Project Summary
Tuberculosis (TB), caused by Mycobacterium tuberculosis (Mtb), is responsible for staggering levels of
morbidity and mortality, with ~1.7 million deaths and ~10 million new cases each year. The current TB
regimens for drug susceptible strains, entailing multidrug cocktails for ≥4 months, leave much to be
desired. The cost and logistics of administering standard of care regimens over many months and the
inability of many patients to tolerate the debilitating side effects further complicate the clinical control of
TB. The lingering negative impacts of the COVID pandemic on TB control efforts and increasing challenge
of multidrug-resistant Mtb strains, which have only a ~50% treatment success rate, further highlight the
urgent need for better antibiotics to tackle this problem.

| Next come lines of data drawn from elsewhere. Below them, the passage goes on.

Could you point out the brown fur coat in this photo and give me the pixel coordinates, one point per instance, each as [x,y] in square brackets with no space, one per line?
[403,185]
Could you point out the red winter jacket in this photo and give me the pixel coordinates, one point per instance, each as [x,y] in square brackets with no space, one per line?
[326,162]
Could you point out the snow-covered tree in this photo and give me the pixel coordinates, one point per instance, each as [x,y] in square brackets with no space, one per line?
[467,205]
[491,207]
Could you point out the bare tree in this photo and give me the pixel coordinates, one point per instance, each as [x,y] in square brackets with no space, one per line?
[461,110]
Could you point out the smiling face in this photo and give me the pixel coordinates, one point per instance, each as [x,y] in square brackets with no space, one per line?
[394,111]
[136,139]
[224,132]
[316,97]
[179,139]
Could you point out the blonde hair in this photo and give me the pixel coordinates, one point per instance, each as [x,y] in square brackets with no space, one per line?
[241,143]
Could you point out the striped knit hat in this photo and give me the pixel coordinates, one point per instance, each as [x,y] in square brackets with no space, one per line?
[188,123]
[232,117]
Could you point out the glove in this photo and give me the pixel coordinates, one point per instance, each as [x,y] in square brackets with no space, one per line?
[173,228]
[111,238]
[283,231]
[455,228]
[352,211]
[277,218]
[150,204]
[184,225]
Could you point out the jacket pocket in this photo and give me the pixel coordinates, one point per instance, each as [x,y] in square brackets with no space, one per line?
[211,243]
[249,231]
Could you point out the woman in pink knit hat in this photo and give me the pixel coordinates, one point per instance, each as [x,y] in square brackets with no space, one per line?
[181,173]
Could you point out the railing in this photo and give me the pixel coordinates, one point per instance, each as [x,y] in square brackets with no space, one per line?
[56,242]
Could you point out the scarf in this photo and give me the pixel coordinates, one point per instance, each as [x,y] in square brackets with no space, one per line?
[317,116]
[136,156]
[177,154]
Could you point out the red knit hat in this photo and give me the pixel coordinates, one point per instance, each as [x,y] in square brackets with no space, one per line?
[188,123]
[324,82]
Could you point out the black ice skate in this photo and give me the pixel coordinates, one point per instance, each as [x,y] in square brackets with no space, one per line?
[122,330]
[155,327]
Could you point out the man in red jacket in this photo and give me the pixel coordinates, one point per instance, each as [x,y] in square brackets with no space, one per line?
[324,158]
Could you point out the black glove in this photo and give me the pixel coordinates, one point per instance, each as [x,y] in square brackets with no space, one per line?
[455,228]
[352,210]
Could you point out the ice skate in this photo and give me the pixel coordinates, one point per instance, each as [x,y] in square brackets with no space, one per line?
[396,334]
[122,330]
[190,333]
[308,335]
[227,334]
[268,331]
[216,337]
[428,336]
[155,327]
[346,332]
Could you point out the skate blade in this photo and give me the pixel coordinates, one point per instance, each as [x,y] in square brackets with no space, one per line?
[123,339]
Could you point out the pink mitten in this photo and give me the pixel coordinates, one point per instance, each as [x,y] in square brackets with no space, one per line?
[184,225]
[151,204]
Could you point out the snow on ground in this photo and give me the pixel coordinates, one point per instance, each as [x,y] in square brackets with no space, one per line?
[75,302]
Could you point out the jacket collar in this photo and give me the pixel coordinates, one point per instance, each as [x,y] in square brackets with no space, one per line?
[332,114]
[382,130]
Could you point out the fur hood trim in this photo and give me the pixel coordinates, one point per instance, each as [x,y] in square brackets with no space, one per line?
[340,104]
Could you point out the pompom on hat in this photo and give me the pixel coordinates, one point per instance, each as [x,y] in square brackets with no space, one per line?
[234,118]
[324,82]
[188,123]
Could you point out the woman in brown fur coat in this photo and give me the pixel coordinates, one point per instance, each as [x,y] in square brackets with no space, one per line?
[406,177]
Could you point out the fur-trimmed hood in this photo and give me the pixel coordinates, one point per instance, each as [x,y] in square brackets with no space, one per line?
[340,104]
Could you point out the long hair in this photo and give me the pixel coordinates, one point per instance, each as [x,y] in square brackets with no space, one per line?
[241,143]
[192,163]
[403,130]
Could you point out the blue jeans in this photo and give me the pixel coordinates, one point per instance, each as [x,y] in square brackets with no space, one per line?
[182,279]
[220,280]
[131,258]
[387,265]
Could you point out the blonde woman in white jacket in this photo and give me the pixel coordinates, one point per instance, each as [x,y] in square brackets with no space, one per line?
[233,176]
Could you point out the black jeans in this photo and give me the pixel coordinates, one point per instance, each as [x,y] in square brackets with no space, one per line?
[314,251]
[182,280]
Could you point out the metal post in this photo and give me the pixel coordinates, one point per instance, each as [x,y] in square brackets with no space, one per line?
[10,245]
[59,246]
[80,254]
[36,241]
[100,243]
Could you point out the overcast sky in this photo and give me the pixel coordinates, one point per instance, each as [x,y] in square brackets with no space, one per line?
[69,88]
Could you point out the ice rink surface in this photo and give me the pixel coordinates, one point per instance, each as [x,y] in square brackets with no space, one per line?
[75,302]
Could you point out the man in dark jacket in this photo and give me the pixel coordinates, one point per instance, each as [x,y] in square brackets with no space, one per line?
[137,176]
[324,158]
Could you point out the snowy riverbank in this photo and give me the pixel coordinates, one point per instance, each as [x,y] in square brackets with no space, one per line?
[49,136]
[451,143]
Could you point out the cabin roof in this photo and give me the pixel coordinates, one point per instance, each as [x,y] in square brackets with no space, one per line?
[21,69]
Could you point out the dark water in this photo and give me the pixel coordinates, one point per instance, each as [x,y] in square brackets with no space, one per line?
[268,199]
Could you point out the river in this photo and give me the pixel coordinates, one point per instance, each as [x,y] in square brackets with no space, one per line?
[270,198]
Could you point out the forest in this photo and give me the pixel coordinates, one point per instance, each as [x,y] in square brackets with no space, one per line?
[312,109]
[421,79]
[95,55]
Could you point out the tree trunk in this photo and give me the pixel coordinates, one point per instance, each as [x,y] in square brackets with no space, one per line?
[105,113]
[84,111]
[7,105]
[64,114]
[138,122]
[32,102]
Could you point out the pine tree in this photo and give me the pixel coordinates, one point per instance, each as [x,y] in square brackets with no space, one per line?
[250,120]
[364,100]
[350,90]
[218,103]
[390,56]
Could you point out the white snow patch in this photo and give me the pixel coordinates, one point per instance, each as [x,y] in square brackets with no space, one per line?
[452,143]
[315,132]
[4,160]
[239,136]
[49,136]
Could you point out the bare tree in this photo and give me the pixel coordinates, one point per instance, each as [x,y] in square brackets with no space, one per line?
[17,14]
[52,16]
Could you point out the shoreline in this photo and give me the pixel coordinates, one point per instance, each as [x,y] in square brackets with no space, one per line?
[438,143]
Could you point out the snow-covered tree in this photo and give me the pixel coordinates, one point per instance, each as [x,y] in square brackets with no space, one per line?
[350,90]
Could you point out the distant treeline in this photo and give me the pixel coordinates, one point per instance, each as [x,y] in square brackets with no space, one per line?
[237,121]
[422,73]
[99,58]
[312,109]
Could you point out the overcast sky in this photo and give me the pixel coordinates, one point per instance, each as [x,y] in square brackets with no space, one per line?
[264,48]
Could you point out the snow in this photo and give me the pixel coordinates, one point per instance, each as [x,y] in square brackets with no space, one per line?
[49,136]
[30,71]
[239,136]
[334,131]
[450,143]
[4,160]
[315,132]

Even our definition of what “better” means has
shifted based on recent appreciation of the heterogeneity of mycobacteria subpopulations that must be
eradicated, including replicating and non-replicating bacilli residing both extracellularly and within host cells
in diverse microenvironments. Thus, effective drug combinations must not only access mycobacteria within
different niches and layers of granulomas but also be able to kill Mtb in many distinct metabolic states while
minimizing the emergence of resistance. In order to meet this urgent need for game-changing new
treatment options for TB, it is imperative to maintain a robust pipeline of new anti-TB drug candidates with
the potential to meet these demanding performance criteria. This project seeks to address this need by
building on our recent discovery of a first-in-class series of compounds that kill Mtb via inhibition of a well-
validated but underexploited target enzyme essential for cell wall synthesis. Thus far, we have
demonstrated sub-micromolar potency, enhanced potency against Mtb within macrophages, high
specificity for Mtb, and high selectivity over mammalian cells. We have strong evidence that these
compounds act via inhibition of an essential enzyme involved in mycolic acid biosynthesis for which there
are currently no viable preclinical candidates. The first major goal of this project is hit-to-lead optimization
and elucidation of structure-activity relationships, using whole cell potency and ADME/PK properties as
key drivers of compound prioritization. Secondly, we will employ orthogonal approaches to further validate
the target and ensure that optimized lead compounds remain on-target. Successful completion of this
project will set the stage for subsequent lead optimization and in vivo efficacy studies of a promising new
class of cell-wall targeting TB antibiotics.